I’ve often wondered how magical it would have been to take my Dad flying. Pay him back for all the airplane stories he told me when I was a boy. Sons secretly crave their fathers’ pride. He is long gone, so I will never find out.
Or so I thought.
I’m am only son, third in a line of eldest sons. I have three sisters. Brothers were a big mystery. I envied my Ateneo classmates who had brothers. When my third sister was born, I ran upstairs so no one would see me.
My Dad had one brother, Carlos. When I was young, Uncle Carlos, affable and easygoing, would come to our house and raid the refrigerator. He paid for his meals with stories about James Bond and hand grenades. I listened wide-eyed.
Uncle Carlos left the Philippines on a passenger ship. My family stood on the pier, and he tossed us paper ribbons from the deck of the ship. He held his ends of the ribbons, and we held our ends. As the ship left the pier, the ribbons parted. I watched the ship sail past the breakwater at Manila Bay.
My grandfather was an accountant — obsessive and disciplined. Worked for decades at Tabacalera and never learned to smoke. In retirement, he raised chickens and turkeys. Once I watched him ink onto his ledger, in painstakingly precise script,
Two chickens killed by rat.
In the same precise writing, on stark white cards, he wrote stories. He once wrote me a jewel about how my Dad used to recite the Our Father backwards at the Ateneo. “Amen. Evil from us deliver and, temptation into not us lead, … .”
“Hoy, Rivera! What are you doing?”
My Dad told me lots of stories. During World War II, he saw airplanes diving down from the sky to attack ships on Manila Bay.
He told me of a fighter plane that flashed past, just 20 feet above the rice fields, looking for enemy soldiers. The pilot — a real pilot! — looked at my Dad.
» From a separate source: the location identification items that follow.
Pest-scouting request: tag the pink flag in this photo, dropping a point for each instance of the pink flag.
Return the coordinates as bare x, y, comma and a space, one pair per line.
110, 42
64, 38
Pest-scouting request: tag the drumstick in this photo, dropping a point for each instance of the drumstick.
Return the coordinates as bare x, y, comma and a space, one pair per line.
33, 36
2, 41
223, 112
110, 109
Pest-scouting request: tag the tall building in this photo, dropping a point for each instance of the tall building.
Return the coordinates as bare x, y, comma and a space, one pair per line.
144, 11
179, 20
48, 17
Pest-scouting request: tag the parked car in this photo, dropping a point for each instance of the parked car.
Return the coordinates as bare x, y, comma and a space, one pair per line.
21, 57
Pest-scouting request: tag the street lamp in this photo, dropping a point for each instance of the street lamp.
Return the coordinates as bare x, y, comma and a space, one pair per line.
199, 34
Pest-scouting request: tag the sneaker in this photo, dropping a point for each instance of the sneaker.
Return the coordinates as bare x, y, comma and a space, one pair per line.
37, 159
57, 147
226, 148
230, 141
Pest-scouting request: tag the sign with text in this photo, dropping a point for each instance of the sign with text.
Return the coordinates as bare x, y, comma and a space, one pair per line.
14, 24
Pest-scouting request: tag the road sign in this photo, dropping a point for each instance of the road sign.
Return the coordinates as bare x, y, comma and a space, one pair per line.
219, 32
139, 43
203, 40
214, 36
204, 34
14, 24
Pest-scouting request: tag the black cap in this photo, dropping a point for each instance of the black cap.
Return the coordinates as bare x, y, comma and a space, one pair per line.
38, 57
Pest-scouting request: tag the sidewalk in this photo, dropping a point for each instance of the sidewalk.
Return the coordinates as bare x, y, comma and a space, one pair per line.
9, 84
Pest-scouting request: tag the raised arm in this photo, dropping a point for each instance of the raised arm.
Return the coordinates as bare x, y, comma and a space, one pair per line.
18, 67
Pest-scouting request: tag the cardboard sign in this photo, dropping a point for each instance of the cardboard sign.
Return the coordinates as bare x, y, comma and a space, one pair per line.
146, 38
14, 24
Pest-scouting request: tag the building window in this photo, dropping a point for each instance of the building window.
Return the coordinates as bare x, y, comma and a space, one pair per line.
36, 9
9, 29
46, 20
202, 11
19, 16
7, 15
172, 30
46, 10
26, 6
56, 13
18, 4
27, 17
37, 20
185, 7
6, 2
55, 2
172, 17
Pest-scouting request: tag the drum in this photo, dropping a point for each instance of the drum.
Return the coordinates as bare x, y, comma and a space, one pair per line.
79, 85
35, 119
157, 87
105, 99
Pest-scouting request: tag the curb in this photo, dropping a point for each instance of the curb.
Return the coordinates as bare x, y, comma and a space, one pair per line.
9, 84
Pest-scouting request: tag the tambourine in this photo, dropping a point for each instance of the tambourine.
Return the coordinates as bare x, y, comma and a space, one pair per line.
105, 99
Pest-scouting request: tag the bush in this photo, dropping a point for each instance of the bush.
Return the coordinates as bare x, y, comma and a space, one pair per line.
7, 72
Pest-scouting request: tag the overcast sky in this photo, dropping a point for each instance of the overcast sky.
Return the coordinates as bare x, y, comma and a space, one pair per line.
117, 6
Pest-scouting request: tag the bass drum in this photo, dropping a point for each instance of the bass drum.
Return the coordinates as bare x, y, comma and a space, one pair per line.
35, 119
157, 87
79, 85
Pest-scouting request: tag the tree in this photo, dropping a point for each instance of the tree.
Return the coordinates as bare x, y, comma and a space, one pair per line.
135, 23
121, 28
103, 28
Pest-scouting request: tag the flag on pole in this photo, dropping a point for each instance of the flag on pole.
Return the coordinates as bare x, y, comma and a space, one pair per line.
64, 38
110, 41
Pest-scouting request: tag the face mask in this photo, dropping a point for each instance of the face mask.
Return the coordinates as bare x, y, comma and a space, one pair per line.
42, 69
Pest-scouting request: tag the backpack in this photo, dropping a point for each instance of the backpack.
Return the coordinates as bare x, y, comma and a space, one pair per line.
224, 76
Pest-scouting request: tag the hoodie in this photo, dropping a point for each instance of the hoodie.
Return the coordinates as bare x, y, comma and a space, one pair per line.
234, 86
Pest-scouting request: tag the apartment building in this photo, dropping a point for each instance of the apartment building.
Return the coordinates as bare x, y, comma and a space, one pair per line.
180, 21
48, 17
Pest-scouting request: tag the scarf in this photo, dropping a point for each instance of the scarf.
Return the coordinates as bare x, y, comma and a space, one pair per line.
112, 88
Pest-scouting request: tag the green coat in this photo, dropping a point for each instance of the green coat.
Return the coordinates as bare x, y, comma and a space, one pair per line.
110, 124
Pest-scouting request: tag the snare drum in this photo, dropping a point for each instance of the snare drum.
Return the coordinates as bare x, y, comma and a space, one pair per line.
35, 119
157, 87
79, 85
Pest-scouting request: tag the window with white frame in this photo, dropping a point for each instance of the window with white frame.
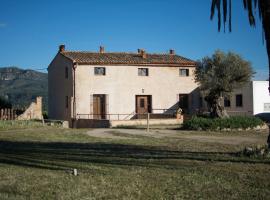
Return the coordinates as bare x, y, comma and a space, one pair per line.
143, 71
100, 71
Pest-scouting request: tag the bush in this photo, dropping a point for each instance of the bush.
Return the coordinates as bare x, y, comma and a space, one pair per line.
236, 122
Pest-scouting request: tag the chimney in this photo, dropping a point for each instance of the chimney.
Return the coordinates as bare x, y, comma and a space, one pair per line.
101, 49
143, 53
62, 48
172, 52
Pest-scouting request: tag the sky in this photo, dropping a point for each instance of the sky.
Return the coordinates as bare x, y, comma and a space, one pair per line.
31, 30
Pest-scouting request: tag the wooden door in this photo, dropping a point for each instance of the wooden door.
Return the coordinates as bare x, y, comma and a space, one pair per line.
143, 105
99, 106
183, 102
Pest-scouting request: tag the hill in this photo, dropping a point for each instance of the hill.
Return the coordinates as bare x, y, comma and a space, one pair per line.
21, 87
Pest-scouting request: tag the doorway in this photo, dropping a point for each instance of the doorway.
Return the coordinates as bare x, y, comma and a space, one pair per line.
99, 106
143, 104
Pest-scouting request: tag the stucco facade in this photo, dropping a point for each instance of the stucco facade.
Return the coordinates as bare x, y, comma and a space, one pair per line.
121, 84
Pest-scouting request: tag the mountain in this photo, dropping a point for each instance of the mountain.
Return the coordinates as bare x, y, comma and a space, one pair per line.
21, 87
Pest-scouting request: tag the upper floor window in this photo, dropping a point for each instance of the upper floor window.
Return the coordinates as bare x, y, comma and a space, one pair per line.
239, 100
184, 72
100, 71
66, 72
143, 72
My Dad died suddenly when I was 19. He was 50.
Heartbroken, my grandfather lived but a few more years. He never wrote me another story again, on those stark white cards.
In America, Uncle Carlos’ daughter, Karla, overheard him tell a visitor about some risky surgery. He didn’t think she understood their Filipino language.
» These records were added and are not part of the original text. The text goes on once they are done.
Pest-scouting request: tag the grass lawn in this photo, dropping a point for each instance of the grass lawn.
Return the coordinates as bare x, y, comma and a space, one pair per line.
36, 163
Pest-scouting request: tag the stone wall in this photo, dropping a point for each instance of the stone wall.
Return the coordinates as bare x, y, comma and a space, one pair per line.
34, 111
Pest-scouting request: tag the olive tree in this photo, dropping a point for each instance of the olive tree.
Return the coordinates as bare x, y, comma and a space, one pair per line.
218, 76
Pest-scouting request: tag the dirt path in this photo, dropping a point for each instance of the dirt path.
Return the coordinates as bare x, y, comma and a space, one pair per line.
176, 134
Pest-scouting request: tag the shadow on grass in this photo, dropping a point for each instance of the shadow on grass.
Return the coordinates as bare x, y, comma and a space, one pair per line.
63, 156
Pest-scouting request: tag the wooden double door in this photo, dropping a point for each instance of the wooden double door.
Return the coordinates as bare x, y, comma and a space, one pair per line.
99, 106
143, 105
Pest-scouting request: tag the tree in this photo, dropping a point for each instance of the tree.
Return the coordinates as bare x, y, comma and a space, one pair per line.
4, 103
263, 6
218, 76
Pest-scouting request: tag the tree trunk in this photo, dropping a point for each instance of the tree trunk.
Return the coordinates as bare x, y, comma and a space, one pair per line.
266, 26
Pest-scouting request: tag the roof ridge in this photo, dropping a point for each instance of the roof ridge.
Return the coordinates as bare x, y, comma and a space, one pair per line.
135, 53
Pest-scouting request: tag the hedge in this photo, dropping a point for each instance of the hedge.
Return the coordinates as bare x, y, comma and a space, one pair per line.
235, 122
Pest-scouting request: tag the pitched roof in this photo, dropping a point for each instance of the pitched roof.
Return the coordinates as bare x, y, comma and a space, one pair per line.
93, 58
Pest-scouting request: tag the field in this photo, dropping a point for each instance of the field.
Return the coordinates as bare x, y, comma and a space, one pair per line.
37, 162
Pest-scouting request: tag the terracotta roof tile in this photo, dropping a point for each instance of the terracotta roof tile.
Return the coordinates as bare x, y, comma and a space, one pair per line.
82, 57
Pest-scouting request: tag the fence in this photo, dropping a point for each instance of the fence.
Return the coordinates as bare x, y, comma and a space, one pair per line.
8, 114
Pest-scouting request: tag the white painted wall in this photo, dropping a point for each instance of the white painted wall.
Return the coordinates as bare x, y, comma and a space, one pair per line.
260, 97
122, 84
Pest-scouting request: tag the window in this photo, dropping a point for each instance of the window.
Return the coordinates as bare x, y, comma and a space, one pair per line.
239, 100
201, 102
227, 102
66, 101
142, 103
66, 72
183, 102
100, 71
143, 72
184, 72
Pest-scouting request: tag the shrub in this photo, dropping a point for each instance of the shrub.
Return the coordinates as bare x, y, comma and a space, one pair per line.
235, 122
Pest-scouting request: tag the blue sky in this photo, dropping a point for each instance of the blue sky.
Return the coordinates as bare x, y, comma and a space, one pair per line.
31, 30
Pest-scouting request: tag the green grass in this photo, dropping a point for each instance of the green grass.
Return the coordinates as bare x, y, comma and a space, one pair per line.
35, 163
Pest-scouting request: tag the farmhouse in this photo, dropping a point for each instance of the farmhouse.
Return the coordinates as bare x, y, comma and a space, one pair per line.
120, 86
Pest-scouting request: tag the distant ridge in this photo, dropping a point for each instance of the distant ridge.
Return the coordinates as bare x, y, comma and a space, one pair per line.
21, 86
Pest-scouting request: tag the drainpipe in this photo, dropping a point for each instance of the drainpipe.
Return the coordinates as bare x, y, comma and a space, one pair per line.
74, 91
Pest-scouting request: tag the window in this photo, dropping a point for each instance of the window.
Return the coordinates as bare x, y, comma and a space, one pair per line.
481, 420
Later that week, that same visitor came to see Karla at school. Her father, my affable, easygoing Uncle Carlos, had died on an operating table. Carlos did not tell anyone in our family about the open heart surgery.
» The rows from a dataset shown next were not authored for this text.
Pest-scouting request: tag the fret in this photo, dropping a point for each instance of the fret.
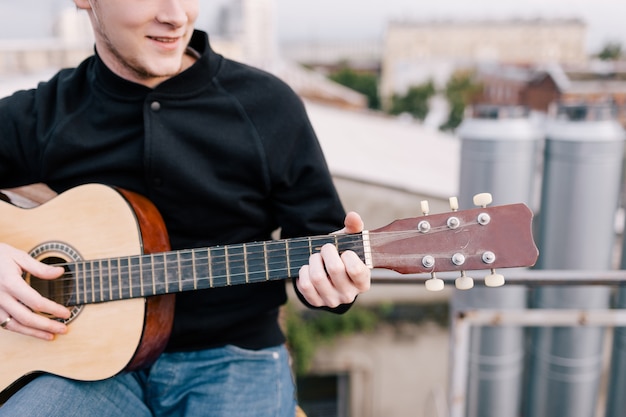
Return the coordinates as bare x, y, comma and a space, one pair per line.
227, 263
201, 273
178, 271
193, 270
235, 264
256, 263
85, 288
92, 282
115, 272
159, 273
300, 252
186, 270
245, 264
141, 290
210, 266
217, 261
153, 275
170, 266
180, 275
78, 281
100, 280
265, 262
133, 264
123, 277
146, 276
287, 257
276, 259
110, 280
72, 294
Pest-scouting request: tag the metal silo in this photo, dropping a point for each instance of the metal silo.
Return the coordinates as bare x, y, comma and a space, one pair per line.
580, 194
500, 154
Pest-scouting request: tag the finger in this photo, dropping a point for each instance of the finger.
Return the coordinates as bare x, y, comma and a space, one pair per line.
29, 322
359, 273
36, 268
306, 288
30, 298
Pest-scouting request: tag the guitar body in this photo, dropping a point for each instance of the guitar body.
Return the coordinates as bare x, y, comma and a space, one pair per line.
89, 222
114, 246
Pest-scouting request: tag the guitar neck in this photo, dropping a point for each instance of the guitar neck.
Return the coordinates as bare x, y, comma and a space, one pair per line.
101, 280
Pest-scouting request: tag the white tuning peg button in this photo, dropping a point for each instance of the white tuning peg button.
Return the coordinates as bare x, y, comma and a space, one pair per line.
464, 282
494, 280
483, 199
434, 284
454, 204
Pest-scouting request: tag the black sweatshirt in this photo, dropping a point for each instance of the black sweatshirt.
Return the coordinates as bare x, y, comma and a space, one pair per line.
224, 151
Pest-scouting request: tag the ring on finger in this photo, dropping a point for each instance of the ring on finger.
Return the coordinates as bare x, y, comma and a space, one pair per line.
6, 322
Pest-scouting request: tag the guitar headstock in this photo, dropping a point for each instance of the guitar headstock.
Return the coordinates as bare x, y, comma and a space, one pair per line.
475, 239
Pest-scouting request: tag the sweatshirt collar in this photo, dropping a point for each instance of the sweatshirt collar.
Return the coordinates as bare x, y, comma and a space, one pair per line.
186, 83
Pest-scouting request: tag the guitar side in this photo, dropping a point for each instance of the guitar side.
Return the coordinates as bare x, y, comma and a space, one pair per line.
93, 221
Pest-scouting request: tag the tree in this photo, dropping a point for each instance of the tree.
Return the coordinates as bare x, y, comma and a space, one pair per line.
364, 83
414, 102
611, 51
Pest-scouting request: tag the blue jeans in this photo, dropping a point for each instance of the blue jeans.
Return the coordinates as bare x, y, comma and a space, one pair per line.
227, 381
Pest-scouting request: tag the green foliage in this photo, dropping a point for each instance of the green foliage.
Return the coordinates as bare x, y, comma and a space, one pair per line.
460, 90
308, 329
414, 102
364, 83
611, 51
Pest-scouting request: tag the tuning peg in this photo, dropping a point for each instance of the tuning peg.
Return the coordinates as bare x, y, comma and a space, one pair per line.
454, 204
434, 284
494, 280
482, 199
464, 282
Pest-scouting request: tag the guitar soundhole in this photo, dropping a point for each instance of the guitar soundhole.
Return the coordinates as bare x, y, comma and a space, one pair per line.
59, 290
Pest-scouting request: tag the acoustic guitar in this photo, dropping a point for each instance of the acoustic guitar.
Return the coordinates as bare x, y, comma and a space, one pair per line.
121, 276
The last storyteller was gone.
I was the only paternal grandson. If I had no sons, the family name would die with me.
But I have three sons!
I tell them that if my Dad had lived long enough to retire, he would have waited for them at school everyday, to buy them ice cream and tell them stories.
Thirty years after my Dad died, I earned my pilot’s license. My biggest regret was that I could never take my Dad flying. I wondered how magical that would have been.
I also wondered if I would live longer than my Dad. I had similar ailments. If I lived past 50, I would take every day as a gift.
The year I turned 50, my son Carlo also got his pilot’s license.
Carlo flew me as his first passenger!
I knew then exactly what my Dad would have felt, flying with me. I no longer wondered. The magic overflowed in my heart.
When Carlo flew me as his first passenger, a son flew with his Dad. The circle closed.
Stories do count. After our years run out, the stories are all that are left. Without an oral history, everything that was us is but a flash in the universe.
As I watch three sons grow up as tightly-knit brothers, my cup runneth over with stories.
Imagine the stories the grandsons would have! I can’t wait.
Or maybe I can.
Posted from Manila, September 10, 2009.
Fifty-two years! Every day is a gift.